Fett, Zucker, Salz … Sie haben völlig falsch über Essen nachgedacht


Spät 2000 bemerkte Carlos Monteiro etwas Seltsames an dem Essen, das die Brasilianer aßen. Der Ernährungswissenschaftler hatte über drei Jahrzehnte lang Daten aus Umfragen gesammelt, in denen Lebensmittelkäufer gebeten wurden, jeden Artikel, den sie kauften, zu notieren. In neueren Umfragen, so Monteiro, kauften die Brasilianer viel weniger Öl, Zucker und Salz als früher. Trotzdem häuften die Leute die Pfunde an.
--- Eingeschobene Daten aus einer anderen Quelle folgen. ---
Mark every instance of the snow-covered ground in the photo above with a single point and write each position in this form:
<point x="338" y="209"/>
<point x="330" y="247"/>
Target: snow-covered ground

Zwischen 1975 und 2009 hat sich der Anteil der übergewichtigen oder fettleibigen brasilianischen Erwachsenen mehr als verdoppelt.

Dieser Widerspruch beunruhigte Monteiro. Wenn die Leute weniger Fett und Zucker kauften, warum wurden sie dann größer? Die Antwort lag direkt in den Daten. Die Brasilianer hatten Fett, Salz und Zucker nicht wirklich reduziert – sie nahmen diese Nährstoffe nur in einer völlig neuen Form zu sich. Die Leute tauschten traditionelle Lebensmittel – Reis, Bohnen und Gemüse – gegen abgepackte Lebensmittel ein Brot, Süßigkeiten, Würstchen und andere Snacks. Der Anteil von Keksen und Erfrischungsgetränken in den Einkaufskörben der Brasilianer hatte sich seit dem ersten Mal verdreifacht bzw. verfünffacht Haushaltsbefragung 1974. Die Veränderung war überall spürbar. Als Monteiro 1972 zum ersten Mal als Arzt qualifiziert wurde, hatte er sich Sorgen gemacht, dass die Brasilianer dies nicht waren genug zu essen bekommen. In den späten 2000er Jahren litt sein Land unter genau dem gegenteiligen Problem.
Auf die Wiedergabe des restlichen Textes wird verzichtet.